People have been studying at Aberdeen for over five centuries and Sixth Century Courses are exciting cross-disciplinary courses that place you at the cutting-edge of modern learning.
They invite you to consider different approaches to knowledge and enquiry as you look at issues affecting the world in which we live today. They are designed to help you develop a deeper critical understanding of your chosen area of study by setting the subject in a wider context. You will normally be expected to take one of these courses during your degree programme.

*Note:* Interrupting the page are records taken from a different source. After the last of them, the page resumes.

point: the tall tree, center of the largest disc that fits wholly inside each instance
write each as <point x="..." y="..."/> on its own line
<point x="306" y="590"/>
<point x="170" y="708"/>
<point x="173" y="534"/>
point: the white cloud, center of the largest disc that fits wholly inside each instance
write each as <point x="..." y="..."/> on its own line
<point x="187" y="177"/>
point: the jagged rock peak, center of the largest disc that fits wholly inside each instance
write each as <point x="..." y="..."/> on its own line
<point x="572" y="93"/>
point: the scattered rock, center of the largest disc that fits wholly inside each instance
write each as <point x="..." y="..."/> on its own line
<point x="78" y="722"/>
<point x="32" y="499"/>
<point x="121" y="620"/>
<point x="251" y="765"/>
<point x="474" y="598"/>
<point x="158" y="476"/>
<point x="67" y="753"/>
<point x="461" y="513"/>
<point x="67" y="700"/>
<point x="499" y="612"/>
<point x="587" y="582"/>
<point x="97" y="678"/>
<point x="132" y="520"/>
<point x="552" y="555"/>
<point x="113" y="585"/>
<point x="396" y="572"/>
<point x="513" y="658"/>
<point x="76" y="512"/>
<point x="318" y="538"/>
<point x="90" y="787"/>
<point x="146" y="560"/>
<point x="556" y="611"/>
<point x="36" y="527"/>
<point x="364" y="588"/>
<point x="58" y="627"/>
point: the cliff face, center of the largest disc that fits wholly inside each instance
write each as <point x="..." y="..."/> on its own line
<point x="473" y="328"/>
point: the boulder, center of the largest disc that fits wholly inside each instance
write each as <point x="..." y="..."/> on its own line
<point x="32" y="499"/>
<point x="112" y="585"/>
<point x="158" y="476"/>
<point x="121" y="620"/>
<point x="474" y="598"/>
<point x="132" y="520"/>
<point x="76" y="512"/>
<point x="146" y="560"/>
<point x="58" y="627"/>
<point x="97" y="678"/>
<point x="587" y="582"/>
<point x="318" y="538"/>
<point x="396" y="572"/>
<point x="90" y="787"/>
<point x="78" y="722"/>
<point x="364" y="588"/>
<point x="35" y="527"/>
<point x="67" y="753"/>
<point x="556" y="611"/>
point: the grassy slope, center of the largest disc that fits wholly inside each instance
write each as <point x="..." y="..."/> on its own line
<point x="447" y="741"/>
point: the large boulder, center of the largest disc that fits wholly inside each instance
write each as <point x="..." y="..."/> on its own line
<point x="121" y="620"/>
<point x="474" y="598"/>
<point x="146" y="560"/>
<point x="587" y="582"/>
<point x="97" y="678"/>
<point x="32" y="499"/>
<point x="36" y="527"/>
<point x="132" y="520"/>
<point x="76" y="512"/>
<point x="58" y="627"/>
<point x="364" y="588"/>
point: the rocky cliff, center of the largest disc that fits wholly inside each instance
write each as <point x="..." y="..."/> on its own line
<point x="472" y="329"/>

All Sixth Century Courses are taught using innovative techniques and students are continually assessed throughout the course.
15 credits
Level 1
First Term
This is a course about human relations with other animals. We begin by looking at how people have thought about humans and animals have evolved and how they have been thought of as both different and similar. Then we explore the history of relations through hunting, domestication, and social attitudes, before examining ethical and political questions about welfare, rights, conservation, and disease. The course places a big emphasis on students debating ideas and thinking about their own relations with animals and is taught through a mixture of lectures, films, and tutorials by staff from across the University.
15 credits
Level 1
First Term
The course explores the meaning, challenges and opportunities of sustainability, through a multi-disciplinary approach, including elements from education, politics, international relations, sociology, philosophy and biology. We explore competing definitions of sustainability; the impact of personal, technological and economic actions and decisions on the environment; political strategies designed to improve sustainability; the emergence of international cooperation; and the roles and responsibilities of world citizens. Global and local case studies are used to illustrate the interconnectedness of the issues involved e.g. climate change, food systems, energy, and economic development.
15 credits
Level 1
First Term
This interdisciplinary course explores the role of racialised difference, ‘the global colour line,’ in the making of the modern world. We begin with an examination of racialised and non-racialised forms of hierarchies in settler colonialism, plantation slavery, and the histories of enslavement and dispossession, frequently silenced from a hegemonic modern discourse on individual rights, property, and freedom. The inquiry then turns to a consideration of the colonial roots of the global economy, the study of languages and cultures, science, techniques of government, medicine and law, and the colonial legacies that inform disciplinary knowledge of modernity. In conclusion we explore subaltern perspectives and the contribution of the formerly colonized to knowledge in the multi-racial co-constitution of the modern word.
15 credits
Level 1
Second Term
This inter-disciplinary course explores regimes of producing and resisting racialized difference – the ‘global colour line’ - in the 21st century. Beginning with a consideration of the historical lineages of racializing practices and their critique, the course turns to exploring concepts in contemporary debates about ethnicity and race including: ‘double consciousness’, Afropessimism, conviviality, the Black & Red Atlantic, Indigeneity, and race as the lived experience of class. Topics covered include Indigenous Rights and International Law; Race & Religion (especially the racialisation of European/Western Muslims); Race and Social Abandonment (students will be encouraged to explore the 2008 Financial Crisis, the Grenfell Fire, and the Covid19 pandemic); border crossings and the racialization of migrants and refugees; the Rhodes Must Fall campaign, the Black Lives Matter movement as well as similar movements locally.
15 credits
Level 3
First Term
Science is constantly in the news, but how much do you know about how research gets to be news? How do you know you can trust what you read? If you have a great idea, do you know how to protect it and start a company? Science and Society will explain how the scientific media work and how to critically assess what you read. You will learn about scientific ethics by studying high profile cases of fraud. You will learn about intellectual property, how to protect it and how to use it from real-life entrepreneurs and those who support them.
15 credits
Level 3
First Term
In this course, students will learn about the mathematics which underpins our everyday lives. Each lecture will be taught by a different member of staff, some from the mathematics department, and some from other departments. Actual topics covered will depend on the staff involved, but may include Cryptography, Robotics, Probability and Special Relativity. Students will also learn how to use the computer program Mathematica.
15 credits
Level 3
Second Term
The mystery of consciousness is one of the most exciting and challenging fields in human endeavour. Consciousness provides a truly inter-disciplinary topic with relevance across both the sciences and the humanities. This Sixth Century course aimed at level 3 and level 4 students will present cutting-edge research using a clear inter-disciplinary perspective. The course brings together the disciplines of divinity, psychology, and medicine, with a particular focus on the clinical and health-based aspects of consciousness studies. The assessment is a mixture of non-traditional (e.g. Self-reflective journal) and a traditional (essay).